Earlier this week, Martin Wolf of the Financial Times wrote a column on Japan's lessons for a world of balance-sheet deflation. This mirrors my thinking on the matter and I've written a number of posts on the matter since early December. The evidence points to a situation where monetary policy is non-existent and that only a significant and consistent fiscal stimulus will turn the economy around. The important metrics to monitor are those associated with corporate balance sheets such as debt loads, debt/capital, debt/equity. Most companies have overvalued assets on their books and their use of cash at this point seems more geared to paying off debts rather making new investments. This is despite near zero interest rates.

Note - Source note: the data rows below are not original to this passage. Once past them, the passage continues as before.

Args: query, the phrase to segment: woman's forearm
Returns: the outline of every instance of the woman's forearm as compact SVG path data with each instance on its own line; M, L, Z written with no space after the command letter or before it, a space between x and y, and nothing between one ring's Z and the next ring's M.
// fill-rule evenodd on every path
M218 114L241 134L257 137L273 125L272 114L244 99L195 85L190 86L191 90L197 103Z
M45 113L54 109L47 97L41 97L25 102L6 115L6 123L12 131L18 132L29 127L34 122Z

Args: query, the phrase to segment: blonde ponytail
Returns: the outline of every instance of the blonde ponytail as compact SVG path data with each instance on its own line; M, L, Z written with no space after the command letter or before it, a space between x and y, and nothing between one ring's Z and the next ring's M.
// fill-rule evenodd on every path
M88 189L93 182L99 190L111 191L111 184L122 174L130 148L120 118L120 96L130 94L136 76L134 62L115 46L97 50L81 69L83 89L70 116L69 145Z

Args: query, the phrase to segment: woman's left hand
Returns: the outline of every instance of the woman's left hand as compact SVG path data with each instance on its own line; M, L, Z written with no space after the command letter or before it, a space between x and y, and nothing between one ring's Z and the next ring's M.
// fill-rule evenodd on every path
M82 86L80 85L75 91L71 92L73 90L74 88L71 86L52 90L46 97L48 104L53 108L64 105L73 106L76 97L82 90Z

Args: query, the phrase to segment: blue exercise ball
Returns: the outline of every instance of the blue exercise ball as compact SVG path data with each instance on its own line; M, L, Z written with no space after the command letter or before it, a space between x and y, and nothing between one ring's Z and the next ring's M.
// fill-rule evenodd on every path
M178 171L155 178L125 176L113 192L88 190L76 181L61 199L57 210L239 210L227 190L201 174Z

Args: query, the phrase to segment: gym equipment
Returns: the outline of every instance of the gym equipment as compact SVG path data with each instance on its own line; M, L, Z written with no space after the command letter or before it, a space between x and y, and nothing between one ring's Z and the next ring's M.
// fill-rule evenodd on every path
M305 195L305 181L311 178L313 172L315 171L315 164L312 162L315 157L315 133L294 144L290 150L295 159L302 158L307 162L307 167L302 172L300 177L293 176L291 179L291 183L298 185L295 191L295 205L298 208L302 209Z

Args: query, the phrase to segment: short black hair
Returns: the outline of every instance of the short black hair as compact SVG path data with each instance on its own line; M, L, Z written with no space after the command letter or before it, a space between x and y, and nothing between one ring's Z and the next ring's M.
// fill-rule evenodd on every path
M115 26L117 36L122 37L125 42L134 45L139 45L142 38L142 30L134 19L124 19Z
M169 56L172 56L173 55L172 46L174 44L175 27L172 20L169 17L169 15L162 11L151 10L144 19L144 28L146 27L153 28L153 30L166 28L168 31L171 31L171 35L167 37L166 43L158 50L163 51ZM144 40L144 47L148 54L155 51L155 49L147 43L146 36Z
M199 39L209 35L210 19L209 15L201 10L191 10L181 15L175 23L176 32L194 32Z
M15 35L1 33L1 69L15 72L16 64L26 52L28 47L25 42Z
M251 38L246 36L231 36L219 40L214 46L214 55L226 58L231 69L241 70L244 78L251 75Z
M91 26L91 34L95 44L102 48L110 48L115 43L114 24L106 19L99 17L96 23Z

What has Japan's "lost decade" to teach us? Even a year ago, this seemed an absurd question. The general consensus of informed opinion was that the US, the UK and other heavily indebted western economies could not suffer as Japan had done. Now the question is changing to whether these countries will manage as well as Japan did. Welcome to the world of balance-sheet deflation.
As I have noted before, the best analysis of what happened to Japan is by Richard Koo of the Nomura Research Institute.* His big point, though simple, is ignored by conventional economics: balance sheets matter. Threatened with bankruptcy, the overborrowed will struggle to pay down their debts. A collapse in asset prices purchased through debt will have a far more devastating impact than the same collapse accompanied by little debt.

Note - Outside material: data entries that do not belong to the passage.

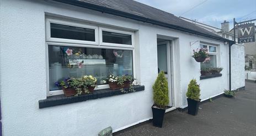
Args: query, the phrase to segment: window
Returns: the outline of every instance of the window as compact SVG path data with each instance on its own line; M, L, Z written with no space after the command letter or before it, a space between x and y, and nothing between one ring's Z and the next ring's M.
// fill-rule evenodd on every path
M59 80L92 75L102 85L108 75L132 75L132 51L48 46L50 90L61 89Z
M95 41L95 30L51 23L51 37Z
M55 83L67 78L92 75L98 89L108 87L103 80L109 74L136 78L134 36L131 31L46 19L47 95L63 94Z
M217 46L201 44L201 48L205 48L208 50L209 58L206 59L204 62L201 62L201 67L214 68L217 67Z
M109 31L102 31L103 42L131 45L131 35Z

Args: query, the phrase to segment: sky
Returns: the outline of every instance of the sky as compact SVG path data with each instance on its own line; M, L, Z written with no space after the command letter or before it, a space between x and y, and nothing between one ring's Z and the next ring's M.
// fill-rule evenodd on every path
M135 0L170 13L221 28L224 20L233 28L239 22L256 19L256 0Z

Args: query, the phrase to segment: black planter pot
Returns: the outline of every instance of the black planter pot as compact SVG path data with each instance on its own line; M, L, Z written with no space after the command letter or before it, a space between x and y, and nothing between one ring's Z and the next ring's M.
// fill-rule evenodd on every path
M188 113L194 116L198 114L198 107L199 106L201 99L200 99L199 101L189 98L187 98L186 100L188 100Z
M152 109L153 112L153 125L155 127L162 128L166 109L154 107L154 106L152 106Z
M228 98L232 98L233 97L233 96L232 95L226 95L225 94L224 94L224 96L226 97L228 97Z

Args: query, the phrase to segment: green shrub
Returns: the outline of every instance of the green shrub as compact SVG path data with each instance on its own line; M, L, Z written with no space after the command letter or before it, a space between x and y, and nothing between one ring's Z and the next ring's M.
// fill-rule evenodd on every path
M163 71L159 73L153 85L153 90L154 105L159 108L165 108L169 104L169 94L167 79Z
M196 101L200 101L200 91L199 85L196 83L196 80L194 79L191 80L186 94L186 97Z

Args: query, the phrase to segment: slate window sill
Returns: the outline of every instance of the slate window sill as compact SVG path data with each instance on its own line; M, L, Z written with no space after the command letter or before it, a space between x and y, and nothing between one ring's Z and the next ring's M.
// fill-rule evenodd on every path
M208 79L208 78L212 78L219 77L221 77L221 76L222 76L222 74L200 76L200 80Z
M145 86L143 85L135 85L134 87L135 92L143 91L145 89ZM125 89L125 90L127 90L129 89ZM130 93L132 92L129 92L127 93ZM120 90L112 90L110 89L105 89L95 90L92 94L79 95L78 96L66 97L64 96L64 95L49 96L47 97L46 99L40 100L39 101L39 108L85 101L89 100L106 97L125 94L127 93L122 93Z

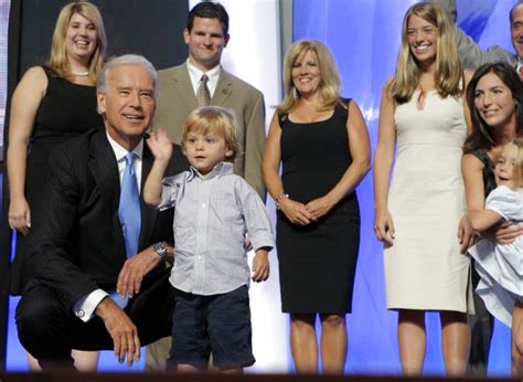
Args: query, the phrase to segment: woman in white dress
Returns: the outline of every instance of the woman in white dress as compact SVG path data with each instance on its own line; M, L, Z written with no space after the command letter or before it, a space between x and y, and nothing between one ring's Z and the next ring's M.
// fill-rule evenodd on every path
M387 307L398 311L402 370L420 374L425 312L439 311L448 374L466 372L473 311L461 146L468 132L455 29L436 3L405 14L395 75L384 85L374 157L375 232L385 243ZM394 174L389 184L394 162ZM463 220L465 222L465 220Z
M511 221L523 225L523 139L503 146L494 168L498 188L487 198L485 208L470 210L468 217L477 231ZM499 244L487 236L469 250L481 279L476 288L487 309L512 327L512 373L523 374L523 236Z

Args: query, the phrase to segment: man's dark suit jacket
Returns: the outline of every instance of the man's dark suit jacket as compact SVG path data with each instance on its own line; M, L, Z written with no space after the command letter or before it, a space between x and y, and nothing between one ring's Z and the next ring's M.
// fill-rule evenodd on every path
M152 162L145 142L142 187ZM166 176L188 166L180 147L174 146ZM57 147L50 157L50 169L43 211L34 225L32 283L56 289L72 308L97 288L115 288L126 261L118 220L118 166L105 129L95 129ZM159 212L141 200L141 220L138 252L159 241L172 242L172 209Z

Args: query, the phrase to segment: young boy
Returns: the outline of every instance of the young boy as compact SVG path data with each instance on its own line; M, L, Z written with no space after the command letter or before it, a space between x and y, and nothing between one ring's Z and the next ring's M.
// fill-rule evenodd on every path
M154 163L143 199L160 210L175 206L170 362L179 371L204 370L212 352L220 370L242 371L255 362L245 235L256 252L250 277L256 283L269 277L268 251L275 243L264 203L233 173L234 115L214 106L189 115L182 148L191 169L174 177L162 180L172 152L167 132L159 129L147 144Z

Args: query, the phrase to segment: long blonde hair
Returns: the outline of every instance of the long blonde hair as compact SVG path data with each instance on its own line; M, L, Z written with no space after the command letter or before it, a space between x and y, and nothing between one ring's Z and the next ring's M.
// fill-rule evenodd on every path
M447 12L434 2L419 2L405 13L402 26L402 49L397 59L396 74L392 83L392 95L398 104L410 100L419 84L419 67L408 44L409 18L415 14L433 24L438 32L436 43L436 89L441 97L463 94L463 70L459 62L456 32Z
M96 28L96 49L89 61L89 78L96 82L96 77L104 66L106 60L107 38L105 34L104 20L95 4L87 1L70 2L62 8L56 20L53 33L53 44L51 55L46 63L46 68L60 77L71 78L71 67L67 60L65 35L73 14L79 14L89 20Z
M313 52L316 54L320 68L320 84L318 91L320 93L321 105L318 107L318 110L331 109L340 102L340 73L338 72L331 52L324 44L317 40L299 40L290 46L285 56L284 87L286 96L281 105L277 108L278 114L288 113L298 105L300 100L299 92L292 82L292 66L296 60L307 52Z

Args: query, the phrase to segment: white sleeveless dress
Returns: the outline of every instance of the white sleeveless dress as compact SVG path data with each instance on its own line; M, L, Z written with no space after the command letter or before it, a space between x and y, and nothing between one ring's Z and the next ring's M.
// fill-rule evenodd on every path
M384 251L388 309L473 312L470 261L460 254L466 211L462 98L427 94L396 105L397 156L388 193L394 245Z

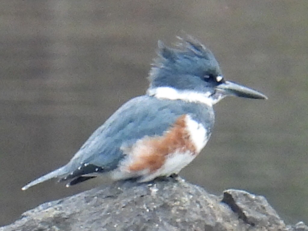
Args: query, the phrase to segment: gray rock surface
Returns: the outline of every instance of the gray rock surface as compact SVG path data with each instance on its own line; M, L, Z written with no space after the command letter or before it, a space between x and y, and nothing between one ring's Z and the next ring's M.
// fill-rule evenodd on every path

Most of the decline in Japanese private spending and borrowing in the 1990s was, argues Mr Koo, due not to the state of the banks, but to that of their borrowers. This was a situation in which, in the words of John Maynard Keynes, low interest rates - and Japan's were, for years, as low as could be - were "pushing on a string". Debtors kept paying down their loans.
However there are two differences between Japan's problem then and ours now. First, Japan's downturn was just that Japan's and not a global one. Second, Japan averted an outright depression (at least until now) because it had a vibrant export sector. And obviously, we can't all depend on an export sector to grow ourselves out of a global downturn. The fatalist in me seems to think that to clean out trillions of dollars of toxic assets the only true solution is letting the market hit bottom and start again. That's likely a multi-year if not a decade long proposition. The optimist in me hopes that the President will do what he has done so far and spend his way out of this and I remain hopeful that the Administration will act on the banks.